Well it started with a Plumber I know calling me out because he got his drum machine stuck in some roots. I get there and about 1 hour later I get it unhung. So I get out the see snake and find the problem. 3 feet deep. The house had been sitting for 4 years and roots where all in the line. I don't have a jetter so its time to dig. I go rent a backhoe. Find the 1st problem and fix it. Well about 15 ft from there we find more roots. Only thing now is its 11 feet deep. Went to cut the pipe with a wire saw and my helper should have pull my camera back 2 more feet. So now I have to get it repaired. And it took a lot more time then I priced it for. What can I say. You win some you lose some.


----------



## younger-plumber (Sep 12, 2008)

its about $800 to fix a cut camera line i think... i heard another fella here talking about the same thing.
and funny thing is he blames his helper too! hahaha


----------



## Plumberman (Jul 7, 2008)

That's why I always pulled mine completely out from down hole before any cutting took place...

Rule #1- The journeyman is always right
Rule #2- If the journeyman is wrong, refer back to #1

Lol

Dang ole helpers!


----------



## theplungerman (Oct 26, 2011)

Mpc_mhayes said:


> Well it started with a Plumber I know calling me out because he got his drum machine stuck in some roots. I get there and about 1 hour later I get it unhung. So I get out the see snake and find the problem. 3 feet deep. The house had been sitting for 4 years and roots where all in the line. I don't have a jetter so its time to dig.

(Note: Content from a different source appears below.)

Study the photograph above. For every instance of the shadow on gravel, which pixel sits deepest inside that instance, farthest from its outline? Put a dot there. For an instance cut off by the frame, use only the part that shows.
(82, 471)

I go rent a backhoe. Find the 1st problem and fix it. Well about 15 ft from there we find more roots. Only thing now is its 11 feet deep. Went to cut the pipe with a wire saw and my helper should have pull my camera back 2 more feet. So now I have to get it repaired. And it took a lot more time then I priced it for. What can I say. You win some you lose some.

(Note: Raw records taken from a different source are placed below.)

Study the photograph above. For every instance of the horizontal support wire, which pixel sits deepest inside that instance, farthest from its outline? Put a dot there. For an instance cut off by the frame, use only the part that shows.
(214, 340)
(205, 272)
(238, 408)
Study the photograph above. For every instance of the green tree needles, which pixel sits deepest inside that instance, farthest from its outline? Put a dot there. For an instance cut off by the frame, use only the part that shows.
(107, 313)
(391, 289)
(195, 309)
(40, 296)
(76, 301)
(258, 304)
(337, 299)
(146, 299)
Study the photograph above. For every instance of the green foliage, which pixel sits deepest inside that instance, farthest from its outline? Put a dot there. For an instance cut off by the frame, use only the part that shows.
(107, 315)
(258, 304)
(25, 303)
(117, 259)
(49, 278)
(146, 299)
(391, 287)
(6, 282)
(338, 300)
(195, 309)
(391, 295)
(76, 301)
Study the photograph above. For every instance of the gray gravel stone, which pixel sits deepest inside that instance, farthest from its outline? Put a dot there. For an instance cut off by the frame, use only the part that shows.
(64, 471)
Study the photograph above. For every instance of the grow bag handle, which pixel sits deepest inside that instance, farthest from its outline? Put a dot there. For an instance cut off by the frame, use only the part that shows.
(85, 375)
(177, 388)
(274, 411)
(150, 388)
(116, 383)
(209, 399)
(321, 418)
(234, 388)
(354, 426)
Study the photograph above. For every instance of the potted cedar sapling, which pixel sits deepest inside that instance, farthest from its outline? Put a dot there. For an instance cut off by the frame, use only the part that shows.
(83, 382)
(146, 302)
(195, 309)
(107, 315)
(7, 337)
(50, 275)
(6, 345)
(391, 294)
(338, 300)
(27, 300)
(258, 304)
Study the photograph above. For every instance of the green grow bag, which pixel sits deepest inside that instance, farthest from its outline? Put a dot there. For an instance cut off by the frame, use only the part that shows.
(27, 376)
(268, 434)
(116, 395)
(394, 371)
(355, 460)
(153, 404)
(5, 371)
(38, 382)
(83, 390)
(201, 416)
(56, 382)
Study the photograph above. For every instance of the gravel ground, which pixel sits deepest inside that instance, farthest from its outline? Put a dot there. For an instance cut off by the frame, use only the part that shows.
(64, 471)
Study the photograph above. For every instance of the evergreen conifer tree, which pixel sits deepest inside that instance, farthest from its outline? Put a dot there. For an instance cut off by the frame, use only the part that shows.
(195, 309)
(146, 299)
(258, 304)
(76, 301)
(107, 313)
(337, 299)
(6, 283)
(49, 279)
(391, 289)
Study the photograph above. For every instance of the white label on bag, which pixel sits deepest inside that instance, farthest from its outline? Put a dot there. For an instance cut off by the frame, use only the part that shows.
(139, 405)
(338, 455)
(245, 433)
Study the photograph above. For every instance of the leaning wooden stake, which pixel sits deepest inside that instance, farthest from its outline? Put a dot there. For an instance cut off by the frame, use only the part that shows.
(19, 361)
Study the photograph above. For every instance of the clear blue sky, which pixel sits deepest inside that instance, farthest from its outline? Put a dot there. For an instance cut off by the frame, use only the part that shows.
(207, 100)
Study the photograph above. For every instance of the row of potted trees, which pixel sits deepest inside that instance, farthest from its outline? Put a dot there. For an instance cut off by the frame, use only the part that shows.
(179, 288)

J d Coleman does a reterm for about 300.
I ran for parts 1 time and got back just in time b4 my guy started up the grinder. I forgot and left the camera in the pipe.


----------



## Mpc_mhayes (Nov 27, 2012)

Plumberman said:


> That's why I always pulled mine completely out from down hole before any cutting took place...
> 
> Rule #1- The journeyman is always right
> Rule #2- If the journeyman is wrong, refer back to #1
> ...


 
This guy will never be a Journeyman. He is a little slow in the head. Forest Gump without jenny and the money. I only use him for Digging by hand or heavy lifting.


----------



## Plumberman (Jul 7, 2008)

Mpc_mhayes said:


> This guy will never be a Journeyman. He is a little slow in the head. Forest Gump without jenny and the money. I only use him for Digging by hand or heavy lifting.


And cutting camera heads...

Lol


----------